The Parable of the Absent Mother

Black & white photo of a bench on a grassy hill overlooking the ocean; a ghostly figure dressed in a hoodie & sneakers sits on the bench; text reads: "Luke 15:11-32, The Parable of the Absent Mother, 'Sometimes absence is my choice, and sometimes it's a choice forced upon me so that I walk upon the earth as a ghost."

I had the chance to participate in a pulpit swap this past Sunday. My Lutheran congregation occasionally trades pastors for a morning with the local Anglican church a few blocks north of us. It was a great chance to discover different liturgical perspectives as well as meet new folks.

The pericope, however, was the prodigal son — familiar to the point of contemptuous. What was I going to say about such a well-known & staunchly-interpreted words? We all know the backdrop by heart: a younger son wrongfully demands his portion of his father’s inheritance too early, squanders it with prostitutes no less, falls into starvation, hires himself out to work with pigs, and then finally sees the light, goes home, and is reinstated by his father.

This story has been beloved by mystic and consumer alike.
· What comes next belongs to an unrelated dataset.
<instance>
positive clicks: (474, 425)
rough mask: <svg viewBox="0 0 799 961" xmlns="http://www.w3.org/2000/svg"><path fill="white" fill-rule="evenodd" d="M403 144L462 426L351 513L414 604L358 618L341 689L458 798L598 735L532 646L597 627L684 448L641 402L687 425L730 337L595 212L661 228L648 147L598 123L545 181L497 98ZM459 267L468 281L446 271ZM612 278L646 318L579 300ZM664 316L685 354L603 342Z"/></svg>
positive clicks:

Tampering with tradition is like playing with fire.

Only…I’ve found it harder and harder to see the father in this story as God.

Also…where’s the mom?

Kimberly Peeler-Ringer calls this story “The Parable of the Absent Mother”. All of this chaos could be tired to the absence of a mother-figure. Amy-Jill Levine and Luise Schottroff would concur, suggesting that the father figure in the story is not representative of God Almighty, but rather simply another broken human figure in the story who can’t say no to his petulant boy.

When we humanise the father and wonder at the absence of the mother, somehow the vindictive response of the elder son doesn’t seem so horrific. It seems rather predictable. After all, how would I response to a parent who lavishes material wealth twice over on one child while leaving me to work and responsibility? I’d be pretty pissed off.

Knowing that the Lukan script in this, The Lost Chapter, about angels in heaven rejoicing over repentant sinners was a later addition from redactors, we can be free to humanise the entire family. When we de-mystify these imperfect characters, we’re able to see our own selves in each person.

It’s a rather freeing process, seeing the invisible mother and the human father. Our own messed up families, with all of our systemic warts & smells, are reflected in this beautiful parable of busted up-ness.

There are days I’m the younger son, demanding and guilt-ridden at the same time. Sometimes, I’m the father trying to please everyone around me while forgetting about the ones closest to me who need love. Other times, I’m the eldest child, working hard to keep everything together but resentful of others attention and affection.

Some days, I’m the mother — erased, invisible, forgotten. Yet I’m the very person who’s presence & absence causes chaos in the lives of those around me. Sometimes absence is my choice, and sometimes it’s a choice forced upon me so that I walk upon the earth as a ghost.

And some days, I’m all of those messed up, emotional, reactionary characters all rolled into one.

No wonder we all are in need of being found.